Tuesday June 8, 2010

By Larry Johnson

   Advanced Cell Technology in Worcester, Massachusetts, claim they have reproduced 24 cloned cows, which are “normal”.  Now I have not taken a moral or ethical position on cloning, although I do believe that cloning cows or humans may be an exercise in overkill. I do, however, take issue with their claim that these cows are normal.

How can you tell?

     I was brought up on a farm where we had plenty of cows but, to my knowledge, I never met a normal one. It is, I believe, a contradiction of terms to say that a cow is normal. For that matter, what is a normal human? Both cows and humans are individuals and when we try to reduce the entire herd, in either species, to a definitive average, we are bound to miss the mark.

     Now, if we are going to clone cows, I suggest we forget about cloning for “normal” and aim for nice. My experience with cows is quite similar to my experience with humans: there are a few “nice” ones; a few “bad” ones and a mixed-bag (please pardon the intended pun) in the middle.

     Most  cows, like their human counterparts, have a pecking order. I remember one cow from my youth who was Machiavellian right down to the bottoms of her sharp little hooves, and right to the tips of her pointy long horns.  She was ugly as sin and affected a limp that would deceive the unsuspecting into believing that she was handicapped and therefore harmless. Nothing could’ve been farther from the truth. When provoked, or when one of her stomachs was upset, her limp would disappear entirely and she could run like a deer.

      More than once Mad Cow nearly horned me in a tender spot and my brother, who was, admittedly, a little slower than me, was nearly, seriously gored by this bovine witch. On my twice daily “Go get the cows” regimen, I nearly came to a bad end when Mad Cow’s “mind-over-matter”, super-insanity would engage and she would, without ostensible provocation, take after me with a vengeance.

     On one occasion, Mad Cow chased me into a muddy diversion ditch that ran across our farm, a ditch that drained the low spots and sent muck and water slowly sludging toward Otter Creek.  I came out the other side covered with leaches. I remember forgetting my responsibility to the herd and running, screaming in horror to the barn. My father, who rolled his own cigarettes, slowly, and calmly rolled one, lit it and then applied its burning embers to each leach until the blood-sucking, son-of-a-slug disintegrated and dropped off. It seemed like an eternity. I was then instructed to go back and bring the cows the rest of the way to the barn.

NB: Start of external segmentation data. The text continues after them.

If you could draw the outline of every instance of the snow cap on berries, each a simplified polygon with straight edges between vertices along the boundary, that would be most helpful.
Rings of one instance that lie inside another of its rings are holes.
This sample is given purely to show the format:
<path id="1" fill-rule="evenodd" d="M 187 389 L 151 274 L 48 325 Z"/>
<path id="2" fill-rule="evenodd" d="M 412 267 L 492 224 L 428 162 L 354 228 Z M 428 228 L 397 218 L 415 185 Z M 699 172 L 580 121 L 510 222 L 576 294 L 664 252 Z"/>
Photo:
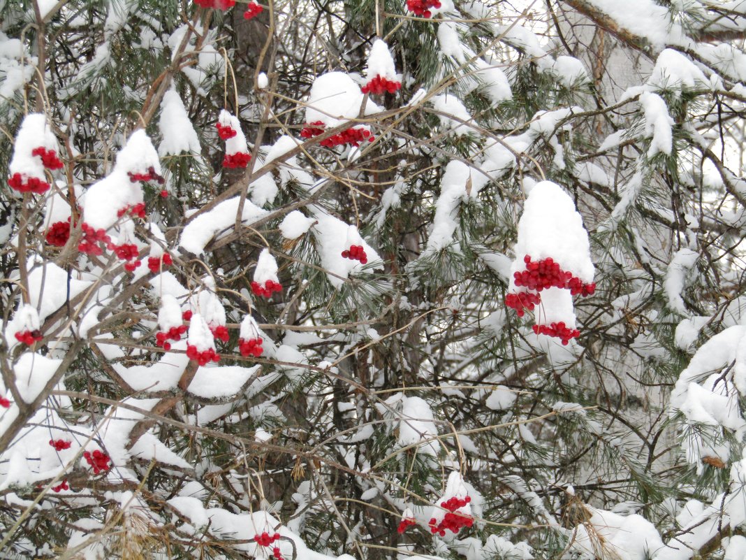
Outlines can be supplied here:
<path id="1" fill-rule="evenodd" d="M 37 308 L 31 304 L 25 303 L 16 310 L 13 315 L 13 319 L 8 323 L 5 330 L 5 340 L 10 346 L 16 342 L 24 342 L 27 344 L 28 342 L 31 342 L 33 343 L 34 340 L 40 337 L 40 329 L 41 329 L 41 322 Z M 16 335 L 19 336 L 16 337 Z M 30 337 L 28 337 L 29 335 Z M 22 338 L 28 340 L 22 340 Z"/>
<path id="2" fill-rule="evenodd" d="M 360 87 L 342 72 L 327 72 L 313 81 L 306 105 L 306 122 L 321 122 L 326 128 L 357 119 L 364 96 Z M 364 114 L 382 111 L 368 100 Z"/>
<path id="3" fill-rule="evenodd" d="M 257 260 L 257 268 L 254 271 L 254 281 L 263 286 L 267 280 L 280 282 L 278 278 L 278 263 L 269 249 L 262 249 Z"/>
<path id="4" fill-rule="evenodd" d="M 168 332 L 173 327 L 181 326 L 181 306 L 178 301 L 173 296 L 164 293 L 158 310 L 158 328 Z"/>
<path id="5" fill-rule="evenodd" d="M 197 352 L 215 350 L 213 333 L 210 332 L 207 321 L 198 313 L 192 314 L 189 320 L 189 338 L 186 343 L 196 348 Z"/>
<path id="6" fill-rule="evenodd" d="M 394 57 L 389 46 L 381 39 L 376 39 L 371 46 L 365 75 L 363 93 L 380 95 L 386 91 L 393 93 L 401 87 L 401 77 L 396 73 Z"/>
<path id="7" fill-rule="evenodd" d="M 19 192 L 43 193 L 49 189 L 45 168 L 60 169 L 57 138 L 41 113 L 27 115 L 16 135 L 8 184 Z"/>
<path id="8" fill-rule="evenodd" d="M 551 181 L 536 183 L 529 191 L 518 223 L 511 279 L 525 269 L 527 255 L 532 261 L 551 258 L 583 282 L 593 281 L 595 269 L 583 219 L 569 195 Z M 511 291 L 515 287 L 513 279 L 510 287 Z"/>

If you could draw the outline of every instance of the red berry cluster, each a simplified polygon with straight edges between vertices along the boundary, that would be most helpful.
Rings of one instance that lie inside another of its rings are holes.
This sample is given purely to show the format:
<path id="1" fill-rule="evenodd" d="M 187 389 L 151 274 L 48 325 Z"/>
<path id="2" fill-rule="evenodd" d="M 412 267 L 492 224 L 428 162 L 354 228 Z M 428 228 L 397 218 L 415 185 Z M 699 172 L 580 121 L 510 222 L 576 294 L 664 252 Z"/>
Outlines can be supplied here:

     Mad Cow nearly pushed the envelope of her indispensability to the bursting point, however, when she somehow got back into the barn after being sent to the night pasture and maliciously gored the bag of a prize cow that was being prepared for Field Days. The cow, as I remember, not only missed going to the annual beauty contest but lost a quarter of her udder and had to be sent to the slaughterhouse.

     We all suspected that Mad Cow, whom we sometimes referred to as Lady MacBeth, had done the dark deed, but there was no actual proof, and, so, consequently the matter was dropped.

     Mad Cow’s luck began to change, however, as her madness progressed. One day she made death-defying overtures at my father’s rear end, and though he was swift of foot and managed to keep just ahead of her, one of her horns penetrated the back pocket of his favorite bib-overalls, ripping off the pocket and spilling the tobacco that he used to make his cigarettes. Lady MacBeth had gone too far. Like all serial killers, she had tempted fate just once too often.

     Peace reigned on the farm after Mad Cow was sent to Death Row. Once again the herd had a few nice cows, a few bad ones and a whole lot who just wanted to eat grass and enjoy the sunshine.

     So if we are going to clone cows, or humans for that matter, I highly recommend that we do so with a particular goal in mind. No, we do not need smarter animals. Smarter animals often become CEO’s of large corporations and retire billionaires while the stockholders of those companies go broke and the taxpayers pick up the tab.  Also, I don’t believe we need prettier animals. Prettier animals eventually lose their looks and become bitter in middle age. If we are going to clone animals, I believe we should set our sights on nicer and leave it at that.